When to manually test and when to automate

The dangers of test automation

Too much test automation?

Monday, April 21, 2008

Know That Which You Test

Someone recently related to me his experience using the new Microsoft Robotics Studio. He loaded it up and proceeded through one of the tutorials. To make sure he understood, he typed everything in instead of cutting and pasting the sample code. After doing so, he compiled and ran the results. It worked! It did exactly what it was supposed to. The only problem--he didn't understand anything he had typed. He went through the process of typing in the lines of code, but didn't understand what they really meant. Sometimes testers do the same thing. It is easy to "test" something without actually understanding it. Doing so is dangerous. It lulls us into a false sense of security. We think we've done a good job testing the product when in reality we've only scratched the surface.

Being a good tester requires understanding not just the language we're writing the tests in, but also what is going on under the covers. Black-box testing can be useful, but without a sense of what is happening inside, testing can only be very naive. Without breaking the surface, it is nearly impossible to understand what the equivalency classes are. It is hard to find the corner cases or the places where errors are most likely to happen. It's also very easy to miss a critical path because it wasn't apparent from the API.

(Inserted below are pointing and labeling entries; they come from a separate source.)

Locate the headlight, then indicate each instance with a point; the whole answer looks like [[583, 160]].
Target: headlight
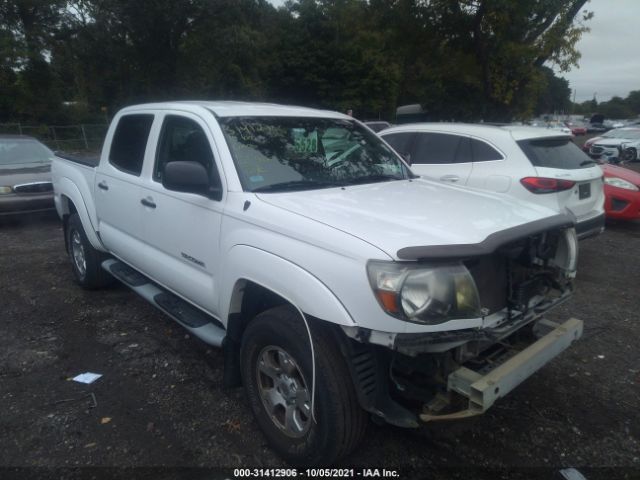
[[424, 293], [620, 183]]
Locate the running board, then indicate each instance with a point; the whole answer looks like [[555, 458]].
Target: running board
[[199, 323]]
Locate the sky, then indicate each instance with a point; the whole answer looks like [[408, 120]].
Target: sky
[[610, 63]]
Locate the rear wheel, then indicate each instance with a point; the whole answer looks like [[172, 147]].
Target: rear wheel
[[277, 374], [85, 260]]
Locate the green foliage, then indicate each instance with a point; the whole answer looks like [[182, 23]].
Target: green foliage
[[461, 59]]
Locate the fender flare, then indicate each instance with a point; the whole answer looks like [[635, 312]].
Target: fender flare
[[288, 280], [70, 190]]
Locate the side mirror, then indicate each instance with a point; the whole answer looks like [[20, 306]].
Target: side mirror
[[189, 177]]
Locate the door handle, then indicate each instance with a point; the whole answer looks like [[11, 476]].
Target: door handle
[[450, 178], [148, 202]]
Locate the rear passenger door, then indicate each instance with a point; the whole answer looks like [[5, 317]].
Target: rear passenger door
[[182, 229], [117, 186], [442, 156]]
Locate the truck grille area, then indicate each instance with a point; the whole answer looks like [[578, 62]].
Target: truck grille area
[[518, 274]]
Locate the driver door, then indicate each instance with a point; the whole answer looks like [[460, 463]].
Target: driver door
[[182, 229]]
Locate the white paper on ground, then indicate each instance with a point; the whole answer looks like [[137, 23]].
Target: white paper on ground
[[87, 377]]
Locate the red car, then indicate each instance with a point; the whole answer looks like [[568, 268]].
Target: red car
[[622, 193]]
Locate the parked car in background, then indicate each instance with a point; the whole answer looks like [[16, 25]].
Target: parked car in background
[[610, 145], [631, 151], [534, 164], [560, 127], [622, 192], [576, 128], [25, 175], [377, 125]]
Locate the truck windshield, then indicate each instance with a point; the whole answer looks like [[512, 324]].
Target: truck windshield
[[276, 154]]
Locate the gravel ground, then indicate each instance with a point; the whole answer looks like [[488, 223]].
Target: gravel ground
[[160, 402]]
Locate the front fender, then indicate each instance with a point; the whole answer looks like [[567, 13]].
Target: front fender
[[65, 187], [286, 279]]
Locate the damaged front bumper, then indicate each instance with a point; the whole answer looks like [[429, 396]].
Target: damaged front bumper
[[483, 388]]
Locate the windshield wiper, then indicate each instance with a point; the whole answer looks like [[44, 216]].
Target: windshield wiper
[[371, 179], [295, 185]]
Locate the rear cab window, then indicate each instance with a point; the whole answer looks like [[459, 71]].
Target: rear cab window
[[130, 142], [555, 152], [435, 148]]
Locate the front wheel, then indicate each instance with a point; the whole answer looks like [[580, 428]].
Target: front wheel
[[85, 260], [277, 373], [629, 155]]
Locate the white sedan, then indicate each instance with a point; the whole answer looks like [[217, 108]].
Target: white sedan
[[534, 164]]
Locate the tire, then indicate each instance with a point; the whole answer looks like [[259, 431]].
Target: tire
[[85, 260], [277, 339], [629, 154]]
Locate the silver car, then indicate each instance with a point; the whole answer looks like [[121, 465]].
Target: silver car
[[25, 175]]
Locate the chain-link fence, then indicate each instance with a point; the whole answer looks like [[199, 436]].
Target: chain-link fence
[[66, 138]]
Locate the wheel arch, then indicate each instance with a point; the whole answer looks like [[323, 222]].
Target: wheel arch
[[259, 280], [72, 201]]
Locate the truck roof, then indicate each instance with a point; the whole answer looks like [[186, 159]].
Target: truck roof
[[240, 109]]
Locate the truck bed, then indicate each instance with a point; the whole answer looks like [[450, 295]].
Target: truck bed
[[86, 160]]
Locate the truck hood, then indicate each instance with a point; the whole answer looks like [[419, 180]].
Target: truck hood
[[404, 214], [611, 142]]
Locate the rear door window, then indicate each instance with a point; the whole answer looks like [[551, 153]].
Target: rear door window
[[555, 153], [182, 139], [130, 142], [435, 148], [483, 152]]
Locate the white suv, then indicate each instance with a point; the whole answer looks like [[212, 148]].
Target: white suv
[[532, 164]]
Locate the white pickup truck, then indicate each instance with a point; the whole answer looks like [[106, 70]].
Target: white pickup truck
[[339, 284]]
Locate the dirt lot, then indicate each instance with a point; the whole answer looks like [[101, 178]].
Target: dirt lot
[[160, 402]]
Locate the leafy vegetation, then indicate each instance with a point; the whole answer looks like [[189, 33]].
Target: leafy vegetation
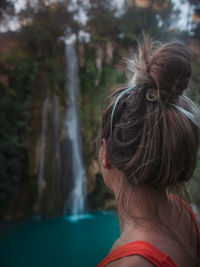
[[40, 53]]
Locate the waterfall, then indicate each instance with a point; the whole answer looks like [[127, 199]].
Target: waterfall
[[49, 176], [77, 198]]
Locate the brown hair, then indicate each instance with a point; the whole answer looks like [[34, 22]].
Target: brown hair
[[153, 143]]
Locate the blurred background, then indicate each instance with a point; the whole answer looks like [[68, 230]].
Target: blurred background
[[59, 60]]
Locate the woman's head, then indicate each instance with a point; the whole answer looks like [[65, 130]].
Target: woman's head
[[150, 129]]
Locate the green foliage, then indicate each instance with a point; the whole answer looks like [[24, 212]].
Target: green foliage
[[15, 108]]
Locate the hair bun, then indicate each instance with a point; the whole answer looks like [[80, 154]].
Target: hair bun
[[171, 69], [166, 67]]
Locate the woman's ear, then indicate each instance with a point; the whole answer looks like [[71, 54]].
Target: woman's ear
[[105, 159]]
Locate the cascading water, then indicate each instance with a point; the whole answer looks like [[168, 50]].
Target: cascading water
[[77, 197]]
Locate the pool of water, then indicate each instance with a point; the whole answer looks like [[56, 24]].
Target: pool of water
[[68, 241]]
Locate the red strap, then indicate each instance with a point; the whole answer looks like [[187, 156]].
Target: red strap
[[143, 249], [147, 250]]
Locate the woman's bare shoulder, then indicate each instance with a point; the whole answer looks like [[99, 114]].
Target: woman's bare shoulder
[[131, 261]]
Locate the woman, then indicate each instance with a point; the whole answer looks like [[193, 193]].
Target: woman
[[149, 141]]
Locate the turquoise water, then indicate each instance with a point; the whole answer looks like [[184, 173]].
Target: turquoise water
[[63, 242]]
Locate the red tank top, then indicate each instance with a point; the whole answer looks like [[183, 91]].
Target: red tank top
[[147, 250]]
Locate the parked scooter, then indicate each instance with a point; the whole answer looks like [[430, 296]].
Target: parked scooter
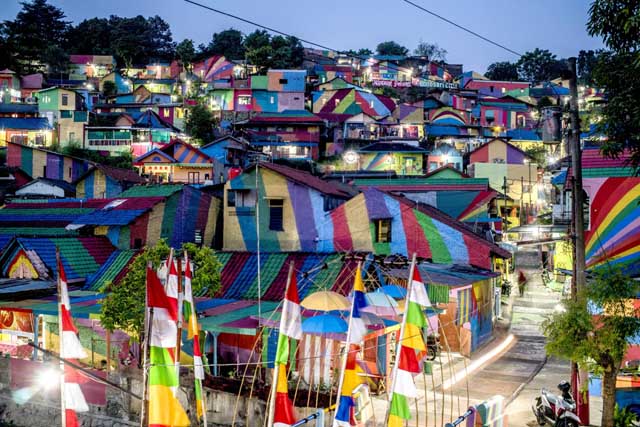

There are three practices which help to remedy this. First, program in the same language as whatever is being tested. A person writing tests written in C# against a COM interface will have a hard time beginning to understand the infrastructure beneath the interface. It can also be difficult to understand the frailties of a language different than the one being coded in. Each language has different weaknesses. Thinking about the weaknesses of C++ will blind a person to the weaknesses of Perl. Second, use code coverage data to help guide testing. Examining code coverage reports can help uncover places that have been missed. If possible, measure coverage against each test case. Validate that each new case adds to the coverage. If it doesn't, the case is probably covering the same equivalency class as another test. Third, and perhaps most importantly, become familiar with the code being testing. Read the code. Read the specs. Talk to the developers.

Wednesday, March 5, 2008

What Tests Belong in the BVTs?

BVTs or Build Verification Tests are standard Microsoft parlance for the tests we run every day to ensure that we didn't break anything important with our checkins the day before. I've previously written about the importance of keeping them clean. Within the range of tests that consistently pass, which ones should be in the BVT? BVT test failures should be something you're willing to act on immediately. In other words, the failures must be important. Based on that, here are some criteria:

Test major scenarios not minor ones. If major features are failing, they will be fixed right away. If a minor feature is failing, it should be noted, but may have to wait until later to be fixed.
Test majority use cases, not corner cases. Tests for the interaction of 3 parts shouldn't be in the BVTs. Tests outside most user scenarios shouldn't be in the BVTs. While every book on testing says to test the boundary conditions, the BVTs may not be the place to do that. Instead, pick the most likely to be used values and scenarios.
Run "positive" not "negative" tests. By that I mean, don't send out-of-bounds conditions or invalid values. These are valid tests and should definitely be run, but not in the BVTs. An API faulting when sent a null pointer should be fixed, but the fix can wait until next week.

BVTs should be a carefully guarded set of tests. They need to run quickly, consistently, and their results should matter. If these rules are followed, the BVTs will be effective because failures will be respected. Restricting the BVTs to the most important scenarios will ensure that the results are given the appropriate respect.